The European Central Bank (ECB) said Wednesday it would check up on dozens of banks' ability to withstand a crisis from a new angle, looking this time into how long their cash piles would hold out.

The ECB's banking supervision arm will calculate a so-called "survival period", defined as "the number of days that a bank can continue to operate using available cash and collateral with no access to funding markets".

Around 100 banks will pass under the supervisors' microscope.

Ten years after the collapse of Lehman Brothers, the latest "stress test" differs from past rounds as it is not based on a wider simulated scenario like a global economic or political crisis.

Instead, each bank will be put through a battery of "adverse and extreme hypothetical shocks" at different levels of intensity, causing "increasing liquidity (cash) outflows".

The ECB "will not assess the potential causes of these shocks or the impact of wider market turbulence," it said.

Nor will it build into the simulation a potential policy response - like emergency loans - from the central bank.

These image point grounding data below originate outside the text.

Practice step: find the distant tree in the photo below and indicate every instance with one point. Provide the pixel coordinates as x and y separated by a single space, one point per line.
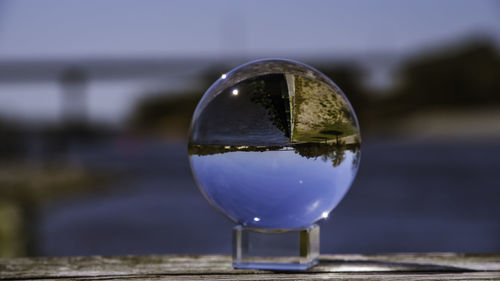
465 76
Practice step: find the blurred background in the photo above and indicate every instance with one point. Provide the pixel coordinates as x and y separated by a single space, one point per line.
96 98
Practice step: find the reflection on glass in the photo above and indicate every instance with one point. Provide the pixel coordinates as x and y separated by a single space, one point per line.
275 145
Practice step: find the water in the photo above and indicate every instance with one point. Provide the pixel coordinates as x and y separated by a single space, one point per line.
407 197
276 187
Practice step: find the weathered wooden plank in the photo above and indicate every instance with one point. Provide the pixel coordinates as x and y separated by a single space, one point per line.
372 267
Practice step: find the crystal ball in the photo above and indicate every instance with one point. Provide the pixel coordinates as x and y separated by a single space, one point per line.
274 145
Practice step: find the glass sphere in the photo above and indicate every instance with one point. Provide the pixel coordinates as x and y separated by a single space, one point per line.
274 144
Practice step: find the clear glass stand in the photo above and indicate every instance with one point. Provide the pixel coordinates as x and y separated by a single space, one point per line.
294 249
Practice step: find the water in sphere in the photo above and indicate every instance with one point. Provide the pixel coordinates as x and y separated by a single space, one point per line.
274 144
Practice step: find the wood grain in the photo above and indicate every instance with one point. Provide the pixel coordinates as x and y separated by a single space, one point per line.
429 266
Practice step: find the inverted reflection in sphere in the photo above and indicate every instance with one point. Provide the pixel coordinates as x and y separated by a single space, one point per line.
274 144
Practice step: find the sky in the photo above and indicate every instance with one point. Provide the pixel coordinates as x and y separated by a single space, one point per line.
205 28
216 29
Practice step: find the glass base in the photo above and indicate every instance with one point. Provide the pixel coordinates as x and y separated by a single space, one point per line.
287 249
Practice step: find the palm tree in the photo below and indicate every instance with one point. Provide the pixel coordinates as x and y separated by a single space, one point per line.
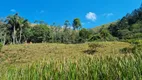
16 23
21 22
12 21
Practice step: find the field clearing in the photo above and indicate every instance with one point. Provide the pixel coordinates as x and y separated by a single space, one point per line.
53 61
29 53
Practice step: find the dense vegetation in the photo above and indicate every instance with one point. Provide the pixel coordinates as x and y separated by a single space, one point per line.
15 29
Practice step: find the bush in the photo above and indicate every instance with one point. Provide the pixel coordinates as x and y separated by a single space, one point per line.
1 46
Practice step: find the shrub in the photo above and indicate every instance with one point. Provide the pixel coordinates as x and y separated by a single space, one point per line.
1 46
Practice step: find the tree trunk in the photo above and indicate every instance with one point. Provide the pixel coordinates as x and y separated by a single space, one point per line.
14 35
20 34
4 40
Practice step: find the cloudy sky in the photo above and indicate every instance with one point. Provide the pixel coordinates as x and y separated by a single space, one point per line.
91 12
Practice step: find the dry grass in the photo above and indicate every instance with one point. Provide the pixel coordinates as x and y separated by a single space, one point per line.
29 53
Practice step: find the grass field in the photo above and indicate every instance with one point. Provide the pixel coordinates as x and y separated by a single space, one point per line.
52 61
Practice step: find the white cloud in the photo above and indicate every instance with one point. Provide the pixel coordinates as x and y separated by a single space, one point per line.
13 10
83 23
42 11
91 16
88 22
108 14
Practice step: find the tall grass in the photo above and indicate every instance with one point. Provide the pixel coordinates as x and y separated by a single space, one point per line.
86 68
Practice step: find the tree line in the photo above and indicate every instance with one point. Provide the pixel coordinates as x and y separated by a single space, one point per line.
17 30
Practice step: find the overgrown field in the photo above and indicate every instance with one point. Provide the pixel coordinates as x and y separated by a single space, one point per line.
50 61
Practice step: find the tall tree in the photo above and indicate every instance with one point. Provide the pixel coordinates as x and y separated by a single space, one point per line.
76 24
66 25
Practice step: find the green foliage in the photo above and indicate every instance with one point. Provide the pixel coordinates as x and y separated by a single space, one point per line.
137 46
76 23
40 33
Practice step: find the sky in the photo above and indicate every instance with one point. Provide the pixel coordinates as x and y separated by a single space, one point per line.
91 12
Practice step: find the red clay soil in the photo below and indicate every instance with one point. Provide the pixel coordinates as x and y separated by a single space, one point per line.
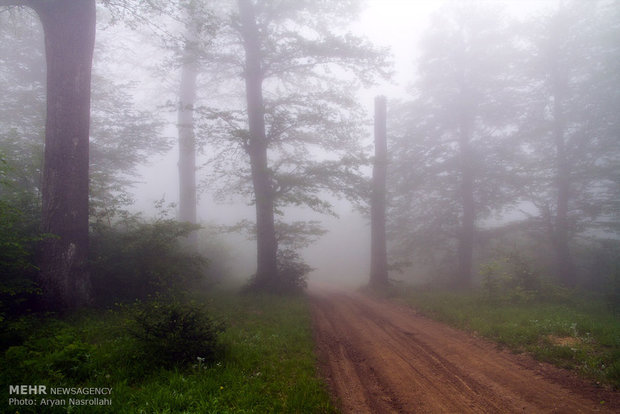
378 357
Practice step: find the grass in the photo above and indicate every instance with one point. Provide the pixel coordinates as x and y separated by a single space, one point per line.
579 333
267 363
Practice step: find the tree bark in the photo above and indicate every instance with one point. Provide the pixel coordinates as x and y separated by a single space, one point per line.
564 265
267 247
187 139
468 223
69 28
378 248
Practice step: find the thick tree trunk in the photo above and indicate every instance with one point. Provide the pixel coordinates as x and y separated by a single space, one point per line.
267 247
378 248
69 27
187 140
468 223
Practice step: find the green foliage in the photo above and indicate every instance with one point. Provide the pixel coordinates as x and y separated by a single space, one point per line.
134 258
172 333
18 237
572 330
268 365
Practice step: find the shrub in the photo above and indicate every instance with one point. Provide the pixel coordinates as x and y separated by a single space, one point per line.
510 279
18 237
134 259
176 334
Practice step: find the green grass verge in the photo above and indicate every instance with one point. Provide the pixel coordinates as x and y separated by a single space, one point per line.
578 333
267 364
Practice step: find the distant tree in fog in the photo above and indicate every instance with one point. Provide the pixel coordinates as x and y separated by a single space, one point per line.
200 23
571 127
295 61
452 141
69 41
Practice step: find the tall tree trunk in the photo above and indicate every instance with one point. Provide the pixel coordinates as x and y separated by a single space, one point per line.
69 28
378 248
187 139
564 265
468 224
267 247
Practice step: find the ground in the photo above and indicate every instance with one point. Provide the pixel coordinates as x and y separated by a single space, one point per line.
379 357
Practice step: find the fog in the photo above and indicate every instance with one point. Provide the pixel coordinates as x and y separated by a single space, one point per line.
473 117
342 254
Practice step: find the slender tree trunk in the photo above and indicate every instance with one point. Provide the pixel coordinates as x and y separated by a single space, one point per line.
378 248
187 140
564 265
468 224
69 27
267 247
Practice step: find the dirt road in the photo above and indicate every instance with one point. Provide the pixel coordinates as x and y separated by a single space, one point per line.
379 357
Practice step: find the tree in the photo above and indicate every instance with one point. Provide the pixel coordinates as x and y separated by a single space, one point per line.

The tests are especially unusual as they do not examine how economic headwinds would impact a bank's capital ratio, or the relationship between its capital and its assets - a measure supervisors have focused on lifting since the 2008 financial crisis.

But the spotlight on liquidity is especially timely as it harks back to Lehman's demise for lack of cash.

Since then, banks have been required to keep enough liquidity on hand to cover short-term financing needs.

The stress test is to begin immediately and last for four months.